17.10.2008 19:17 Uhr Drucken | Versenden | Kontakt
US-Wahlen
Die schweigende Mehrheit plant den Aufstand
Latinos sind die Kraft, die in Amerikas Westen die Wahl für Obama entscheiden können – wenn sie überhaupt ihre Stimme abgeben.
Von Christian Wernicke
Die Lage ist ernst im Wilden Westen. So ernst wie nie. Davon können viele erzählen in Greeley, der braven Kleinstadt im Norden von Colorado. Hier, wo die “Stars and Stripes” an jeder zweiten Hausfront im Winde flattern und wo manchmal nachts ein Hauch von Rinderjauche sogar in die besseren Viertel vordringt und sich wie eine schmutzige Cowboydecke über die gepflegten Vorgärten legt, spürt jedermann, dass Aufruhr in der Luft liegt.
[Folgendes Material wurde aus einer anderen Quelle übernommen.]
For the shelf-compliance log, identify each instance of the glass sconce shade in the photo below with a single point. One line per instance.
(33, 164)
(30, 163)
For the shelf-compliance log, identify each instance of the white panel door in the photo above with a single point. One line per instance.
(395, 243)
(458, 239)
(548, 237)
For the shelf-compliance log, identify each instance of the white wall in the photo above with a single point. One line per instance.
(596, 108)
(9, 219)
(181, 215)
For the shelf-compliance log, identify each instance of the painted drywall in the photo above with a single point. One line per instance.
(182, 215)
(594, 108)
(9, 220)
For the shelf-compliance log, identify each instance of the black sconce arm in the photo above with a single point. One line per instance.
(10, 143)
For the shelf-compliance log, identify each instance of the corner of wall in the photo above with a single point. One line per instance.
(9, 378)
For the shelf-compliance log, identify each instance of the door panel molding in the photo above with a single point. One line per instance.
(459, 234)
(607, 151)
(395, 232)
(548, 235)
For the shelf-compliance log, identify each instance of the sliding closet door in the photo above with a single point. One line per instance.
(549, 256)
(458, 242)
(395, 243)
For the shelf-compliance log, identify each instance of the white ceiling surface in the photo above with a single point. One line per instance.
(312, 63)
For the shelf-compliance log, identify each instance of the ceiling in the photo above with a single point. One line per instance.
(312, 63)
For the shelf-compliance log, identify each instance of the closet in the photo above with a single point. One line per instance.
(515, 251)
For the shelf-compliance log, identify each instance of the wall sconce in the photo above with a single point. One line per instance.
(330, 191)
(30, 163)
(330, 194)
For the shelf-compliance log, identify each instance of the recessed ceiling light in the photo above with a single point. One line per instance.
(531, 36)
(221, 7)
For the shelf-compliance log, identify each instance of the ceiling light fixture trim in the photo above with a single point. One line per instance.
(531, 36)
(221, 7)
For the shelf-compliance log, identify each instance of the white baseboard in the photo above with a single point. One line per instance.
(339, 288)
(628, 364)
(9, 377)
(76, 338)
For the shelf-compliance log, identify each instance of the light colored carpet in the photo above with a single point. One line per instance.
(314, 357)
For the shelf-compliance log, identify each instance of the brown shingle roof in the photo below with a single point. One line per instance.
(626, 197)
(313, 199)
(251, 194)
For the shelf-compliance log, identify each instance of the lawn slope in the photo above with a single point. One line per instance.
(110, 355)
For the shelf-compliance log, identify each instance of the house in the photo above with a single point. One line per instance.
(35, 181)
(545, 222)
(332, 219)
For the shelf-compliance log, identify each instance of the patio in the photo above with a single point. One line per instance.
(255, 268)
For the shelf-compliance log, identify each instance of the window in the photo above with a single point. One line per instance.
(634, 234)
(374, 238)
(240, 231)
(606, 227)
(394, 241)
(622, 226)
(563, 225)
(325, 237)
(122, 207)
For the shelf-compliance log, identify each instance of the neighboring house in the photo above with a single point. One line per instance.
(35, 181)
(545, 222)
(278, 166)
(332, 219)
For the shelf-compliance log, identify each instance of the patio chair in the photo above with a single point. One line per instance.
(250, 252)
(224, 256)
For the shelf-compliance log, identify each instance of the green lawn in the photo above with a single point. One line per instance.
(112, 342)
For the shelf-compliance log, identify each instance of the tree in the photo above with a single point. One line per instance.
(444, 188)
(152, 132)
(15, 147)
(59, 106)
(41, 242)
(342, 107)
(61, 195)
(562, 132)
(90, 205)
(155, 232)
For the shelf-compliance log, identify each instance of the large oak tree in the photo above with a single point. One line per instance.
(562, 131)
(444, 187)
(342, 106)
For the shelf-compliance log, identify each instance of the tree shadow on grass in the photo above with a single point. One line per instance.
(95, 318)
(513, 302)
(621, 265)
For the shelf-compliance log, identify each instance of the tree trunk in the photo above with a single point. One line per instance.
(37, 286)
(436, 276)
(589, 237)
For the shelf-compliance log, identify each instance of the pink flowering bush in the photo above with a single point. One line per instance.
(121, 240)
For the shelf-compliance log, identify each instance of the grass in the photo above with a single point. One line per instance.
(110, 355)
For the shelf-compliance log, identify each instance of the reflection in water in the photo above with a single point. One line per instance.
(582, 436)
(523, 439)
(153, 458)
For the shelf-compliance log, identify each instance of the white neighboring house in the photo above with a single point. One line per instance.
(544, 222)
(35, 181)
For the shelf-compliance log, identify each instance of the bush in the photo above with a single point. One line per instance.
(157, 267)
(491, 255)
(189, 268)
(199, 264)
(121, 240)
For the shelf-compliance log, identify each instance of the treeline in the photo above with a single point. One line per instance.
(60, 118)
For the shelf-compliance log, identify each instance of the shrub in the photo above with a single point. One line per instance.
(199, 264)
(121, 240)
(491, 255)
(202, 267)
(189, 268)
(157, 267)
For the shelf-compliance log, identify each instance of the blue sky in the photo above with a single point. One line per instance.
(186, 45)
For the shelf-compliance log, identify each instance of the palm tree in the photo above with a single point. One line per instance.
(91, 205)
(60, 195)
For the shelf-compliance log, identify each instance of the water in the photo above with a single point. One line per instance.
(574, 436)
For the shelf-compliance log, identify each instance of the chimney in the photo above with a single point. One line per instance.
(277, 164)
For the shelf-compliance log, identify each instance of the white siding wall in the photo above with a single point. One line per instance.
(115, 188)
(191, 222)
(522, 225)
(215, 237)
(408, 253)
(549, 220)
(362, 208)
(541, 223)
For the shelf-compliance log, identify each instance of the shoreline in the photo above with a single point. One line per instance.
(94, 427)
Da ist zum Beispiel Tom Selders, der leise Herr mit dem silbergrauen Haarschopf und den Lachfalten um die braunen Augen. Fast 62 Lebensjahre lang hat sich der Geschäftsmann mit der Rotariernadel am Revers selbst zu den Roten gezählt – also zu den Republikanern, die diesen sehr platten Landstrich Colorados wie gottgegeben regieren. Vier Jahre diente Selders sogar als Bürgermeister, und “Republikaner zu sein, das ist hier irgendwie selbstverständlich”, sagt er. Dann grinst er verschmitzt, nippt an seinem Kaffee und sagt: “Inzwischen habe ich mich bei den Demokraten eingeschrieben. Ich wähle Obama.”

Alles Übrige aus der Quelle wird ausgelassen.